Comment 13 Michael Catanzaro 2023-09-15 11:27:38 UTC
Reopening again for freeze exception

Comment 14 Adam Williamson 2023-09-15 17:23:49 UTC
The FE process is not in play any more since Beta is signed off. This will just go whenever the freeze is lifted.

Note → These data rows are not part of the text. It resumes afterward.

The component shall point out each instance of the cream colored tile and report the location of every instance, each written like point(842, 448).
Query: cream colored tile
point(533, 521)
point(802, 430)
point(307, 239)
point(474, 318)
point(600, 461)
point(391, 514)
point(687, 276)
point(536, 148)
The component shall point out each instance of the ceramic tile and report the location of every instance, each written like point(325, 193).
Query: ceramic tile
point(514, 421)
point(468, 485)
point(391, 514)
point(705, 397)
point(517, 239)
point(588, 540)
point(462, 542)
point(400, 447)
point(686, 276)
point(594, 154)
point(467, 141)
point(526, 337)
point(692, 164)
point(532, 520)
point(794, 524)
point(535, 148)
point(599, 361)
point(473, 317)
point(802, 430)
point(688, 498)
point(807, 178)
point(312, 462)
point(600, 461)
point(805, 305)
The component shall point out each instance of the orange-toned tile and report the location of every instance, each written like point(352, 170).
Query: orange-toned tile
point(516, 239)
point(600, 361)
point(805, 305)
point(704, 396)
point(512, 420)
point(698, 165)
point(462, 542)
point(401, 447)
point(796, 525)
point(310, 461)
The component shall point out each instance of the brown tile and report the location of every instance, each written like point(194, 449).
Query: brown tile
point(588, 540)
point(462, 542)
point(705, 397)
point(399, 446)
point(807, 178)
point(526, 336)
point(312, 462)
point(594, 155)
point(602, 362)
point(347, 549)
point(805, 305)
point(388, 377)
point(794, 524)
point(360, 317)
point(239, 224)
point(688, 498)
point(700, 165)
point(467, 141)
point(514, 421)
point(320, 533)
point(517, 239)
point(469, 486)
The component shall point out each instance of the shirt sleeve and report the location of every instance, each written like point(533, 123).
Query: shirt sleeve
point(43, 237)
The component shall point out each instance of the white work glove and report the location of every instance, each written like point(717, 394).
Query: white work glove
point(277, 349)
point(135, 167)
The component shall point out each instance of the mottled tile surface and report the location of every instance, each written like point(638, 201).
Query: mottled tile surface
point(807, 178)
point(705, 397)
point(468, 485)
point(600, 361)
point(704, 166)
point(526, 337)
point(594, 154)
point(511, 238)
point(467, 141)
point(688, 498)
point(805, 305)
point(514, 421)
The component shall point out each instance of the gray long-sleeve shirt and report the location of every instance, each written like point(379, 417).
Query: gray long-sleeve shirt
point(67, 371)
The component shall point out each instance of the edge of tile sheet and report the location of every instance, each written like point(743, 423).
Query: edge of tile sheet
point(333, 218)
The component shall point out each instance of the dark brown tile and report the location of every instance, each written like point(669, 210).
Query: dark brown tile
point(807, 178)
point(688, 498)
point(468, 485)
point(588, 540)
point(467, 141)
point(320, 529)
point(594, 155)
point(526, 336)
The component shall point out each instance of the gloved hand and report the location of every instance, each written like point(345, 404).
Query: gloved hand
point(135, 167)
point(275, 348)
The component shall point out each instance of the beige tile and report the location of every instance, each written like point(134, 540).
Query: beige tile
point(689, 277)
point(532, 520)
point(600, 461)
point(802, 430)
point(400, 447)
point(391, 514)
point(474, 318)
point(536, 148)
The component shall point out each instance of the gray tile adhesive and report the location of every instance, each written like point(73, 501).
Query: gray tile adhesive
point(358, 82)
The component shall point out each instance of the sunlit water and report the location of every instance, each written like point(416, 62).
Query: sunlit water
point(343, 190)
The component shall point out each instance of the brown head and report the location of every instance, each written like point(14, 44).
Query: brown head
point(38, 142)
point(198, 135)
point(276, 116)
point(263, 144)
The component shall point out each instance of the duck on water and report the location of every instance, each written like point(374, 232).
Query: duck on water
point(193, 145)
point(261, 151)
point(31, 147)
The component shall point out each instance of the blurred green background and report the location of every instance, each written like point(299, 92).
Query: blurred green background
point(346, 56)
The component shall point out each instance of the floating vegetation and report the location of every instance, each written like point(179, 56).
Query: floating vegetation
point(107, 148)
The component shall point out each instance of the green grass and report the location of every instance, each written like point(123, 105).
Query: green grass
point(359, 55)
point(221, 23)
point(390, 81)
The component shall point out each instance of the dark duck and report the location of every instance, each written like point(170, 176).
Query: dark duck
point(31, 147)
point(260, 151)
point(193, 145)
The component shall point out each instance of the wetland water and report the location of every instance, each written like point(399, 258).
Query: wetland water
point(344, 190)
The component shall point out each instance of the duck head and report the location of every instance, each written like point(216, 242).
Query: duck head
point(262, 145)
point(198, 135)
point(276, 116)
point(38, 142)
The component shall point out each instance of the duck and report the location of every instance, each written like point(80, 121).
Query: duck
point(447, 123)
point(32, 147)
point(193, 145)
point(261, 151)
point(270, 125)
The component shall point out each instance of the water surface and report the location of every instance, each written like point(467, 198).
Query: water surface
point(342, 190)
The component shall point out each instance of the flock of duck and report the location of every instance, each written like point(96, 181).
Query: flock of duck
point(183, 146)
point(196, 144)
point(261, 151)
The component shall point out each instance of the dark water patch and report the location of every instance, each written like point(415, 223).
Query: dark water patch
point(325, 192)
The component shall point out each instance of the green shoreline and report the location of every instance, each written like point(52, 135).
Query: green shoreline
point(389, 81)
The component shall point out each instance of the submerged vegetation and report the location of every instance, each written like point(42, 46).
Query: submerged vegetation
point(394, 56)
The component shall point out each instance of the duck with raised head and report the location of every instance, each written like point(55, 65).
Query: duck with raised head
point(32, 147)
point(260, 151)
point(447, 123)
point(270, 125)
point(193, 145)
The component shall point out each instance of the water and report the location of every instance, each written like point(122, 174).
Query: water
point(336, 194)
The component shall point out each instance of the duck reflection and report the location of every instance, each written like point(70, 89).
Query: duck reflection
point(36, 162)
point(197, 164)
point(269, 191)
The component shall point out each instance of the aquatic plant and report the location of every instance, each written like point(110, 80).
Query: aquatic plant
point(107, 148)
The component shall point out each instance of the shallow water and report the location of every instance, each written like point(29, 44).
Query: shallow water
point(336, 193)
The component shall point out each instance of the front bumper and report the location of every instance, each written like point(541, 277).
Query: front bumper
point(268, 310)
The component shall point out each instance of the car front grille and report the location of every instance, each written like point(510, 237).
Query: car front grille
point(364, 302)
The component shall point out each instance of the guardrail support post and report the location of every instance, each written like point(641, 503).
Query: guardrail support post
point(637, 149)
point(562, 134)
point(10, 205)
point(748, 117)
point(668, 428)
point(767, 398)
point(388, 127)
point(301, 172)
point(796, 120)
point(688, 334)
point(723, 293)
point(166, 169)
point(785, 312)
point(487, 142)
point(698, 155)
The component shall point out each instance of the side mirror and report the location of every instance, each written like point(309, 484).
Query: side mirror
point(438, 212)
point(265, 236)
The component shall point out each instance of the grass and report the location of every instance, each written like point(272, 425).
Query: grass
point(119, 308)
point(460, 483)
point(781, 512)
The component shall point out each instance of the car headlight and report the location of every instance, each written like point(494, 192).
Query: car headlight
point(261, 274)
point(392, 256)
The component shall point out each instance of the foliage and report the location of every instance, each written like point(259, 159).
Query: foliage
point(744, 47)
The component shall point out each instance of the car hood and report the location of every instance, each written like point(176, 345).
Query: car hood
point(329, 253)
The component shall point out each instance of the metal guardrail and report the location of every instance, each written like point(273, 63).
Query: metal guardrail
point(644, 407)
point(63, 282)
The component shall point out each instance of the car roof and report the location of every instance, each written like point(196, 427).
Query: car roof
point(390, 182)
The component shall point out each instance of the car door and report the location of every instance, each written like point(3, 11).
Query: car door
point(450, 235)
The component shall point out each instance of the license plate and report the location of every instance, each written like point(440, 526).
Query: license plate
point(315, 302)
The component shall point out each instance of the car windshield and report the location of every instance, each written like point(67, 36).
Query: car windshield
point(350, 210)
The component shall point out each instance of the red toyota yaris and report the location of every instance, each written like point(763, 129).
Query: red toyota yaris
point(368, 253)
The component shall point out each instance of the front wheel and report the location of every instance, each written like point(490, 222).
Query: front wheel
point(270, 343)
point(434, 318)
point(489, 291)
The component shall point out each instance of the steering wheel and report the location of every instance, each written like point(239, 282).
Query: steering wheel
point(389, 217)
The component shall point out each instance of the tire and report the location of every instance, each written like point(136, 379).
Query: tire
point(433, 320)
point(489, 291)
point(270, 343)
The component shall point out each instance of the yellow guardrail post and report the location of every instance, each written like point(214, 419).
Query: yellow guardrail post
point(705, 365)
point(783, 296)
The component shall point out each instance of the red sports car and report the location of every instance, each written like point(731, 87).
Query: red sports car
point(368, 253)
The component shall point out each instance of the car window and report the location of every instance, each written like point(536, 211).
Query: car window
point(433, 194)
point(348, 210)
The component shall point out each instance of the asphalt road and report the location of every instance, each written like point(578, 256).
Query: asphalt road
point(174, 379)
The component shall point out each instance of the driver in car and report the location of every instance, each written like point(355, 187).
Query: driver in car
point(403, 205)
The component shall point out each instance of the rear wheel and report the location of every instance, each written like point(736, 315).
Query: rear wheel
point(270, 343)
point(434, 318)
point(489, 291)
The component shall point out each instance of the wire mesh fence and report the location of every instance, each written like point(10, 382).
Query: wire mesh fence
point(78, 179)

Comment 15 Michael Catanzaro 2023-09-15 19:02:24 UTC
Sigh...

Comment 16 Adam Williamson 2023-09-15 19:15:26 UTC
It can still be ON_QA, I was just explaining that the FE process isn't involved any more :D

Comment 17 Fedora Update System 2023-09-15 19:54:20 UTC
FEDORA-2023-f8319bd876 has been pushed to the Fedora 39 stable repository.
If problem still persists, please make note of it in this bug report.

Comment 18 Fedora Update System 2023-09-16 01:40:55 UTC
FEDORA-2023-3388038193 has been pushed to the Fedora 37 stable repository.
If problem still persists, please make note of it in this bug report.